R从当前数据帧创建新数据帧
R make new data frame from current one
我正在尝试计算 2014 年世界杯小组赛阶段的最佳净胜球。
football <- read.csv(
file="http://pastebin.com/raw.php?i=iTXdPvGf",
header = TRUE,
strip.white = TRUE
)
football <- head(football,n=48L)
football[which(max(abs(football$home_score - football$away_score)) == abs(football$home_score - football$away_score)),]
结果
home home_continent home_score away away_continent away_score result
4 Cameroon Africa 0 Croatia Europe 4 l
7 Spain Europe 1 Netherlands Europe 5 l
37 Germany
这些是进球数最高的比赛,但现在我需要制作一个包含球队名称的新数据框,并且 abs(football$home_score-football$away_score)
football$score_diff <- abs(football$home_score - football$away_score)
football$winner <- ifelse(football$home_score > football$away_score, as.character(football$home),
ifelse(football$result == "d", NA, as.character(football$away)))
您可以通过这种方式节省一些输入时间。
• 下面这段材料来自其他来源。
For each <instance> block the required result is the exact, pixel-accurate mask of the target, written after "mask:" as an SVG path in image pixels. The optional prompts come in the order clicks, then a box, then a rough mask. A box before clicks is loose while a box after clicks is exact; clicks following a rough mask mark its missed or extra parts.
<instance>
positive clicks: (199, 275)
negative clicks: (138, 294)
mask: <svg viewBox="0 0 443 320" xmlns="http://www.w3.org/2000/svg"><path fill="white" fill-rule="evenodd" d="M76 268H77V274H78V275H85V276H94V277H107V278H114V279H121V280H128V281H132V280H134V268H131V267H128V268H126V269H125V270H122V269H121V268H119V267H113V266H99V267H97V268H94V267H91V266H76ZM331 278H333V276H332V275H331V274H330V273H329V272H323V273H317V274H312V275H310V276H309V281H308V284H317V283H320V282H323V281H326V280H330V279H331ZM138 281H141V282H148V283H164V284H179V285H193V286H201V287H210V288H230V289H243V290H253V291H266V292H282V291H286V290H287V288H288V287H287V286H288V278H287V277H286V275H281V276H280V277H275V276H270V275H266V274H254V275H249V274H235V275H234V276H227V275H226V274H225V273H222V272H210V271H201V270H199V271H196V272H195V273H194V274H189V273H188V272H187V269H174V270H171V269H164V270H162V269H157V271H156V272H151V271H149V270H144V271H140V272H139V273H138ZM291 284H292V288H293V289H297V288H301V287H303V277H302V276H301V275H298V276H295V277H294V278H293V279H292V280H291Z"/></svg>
您首先获得分数差异和获胜者。当结果显示 w
时,主场获胜。所以你根本不必查看分数。添加得分差异和获胜者后,您可以通过使用 max()
.
对数据进行子集化来对数据进行子集化
mydf <- read.csv(file="http://pastebin.com/raw.php?i=iTXdPvGf",
header = TRUE, strip.white = TRUE)
mydf <- head(mydf,n = 48L)
library(dplyr)
mutate(mydf, scorediff = abs(home_score - away_score),
winner = ifelse(result == "w", as.character(home),
ifelse(result == "l", as.character(away), "draw"))) %>%
filter(scorediff == max(scorediff))
# home home_continent home_score away away_continent away_score result scorediff winner
#1 Cameroon Africa 0 Croatia Europe 4 l 4 Croatia
#2 Spain Europe 1 Netherlands Europe 5 l 4 Netherlands
#3 Germany Europe 4 Portugal Europe 0 w 4 Germany
这是另一个不使用 ifelse
来创建 "winner" 列的选项。这是基于 row/column 索引。数字列索引是通过将结果列与其唯一元素 (match(football$result,..
) 匹配而创建的,行索引只是 1:nrow(football)
。将 "football" 数据集的 'home'、'away' 和 cbind
列与带有 NA 的附加列 'draw' 进行子集,以便 'd' 中的元素 "result" 改为 NA。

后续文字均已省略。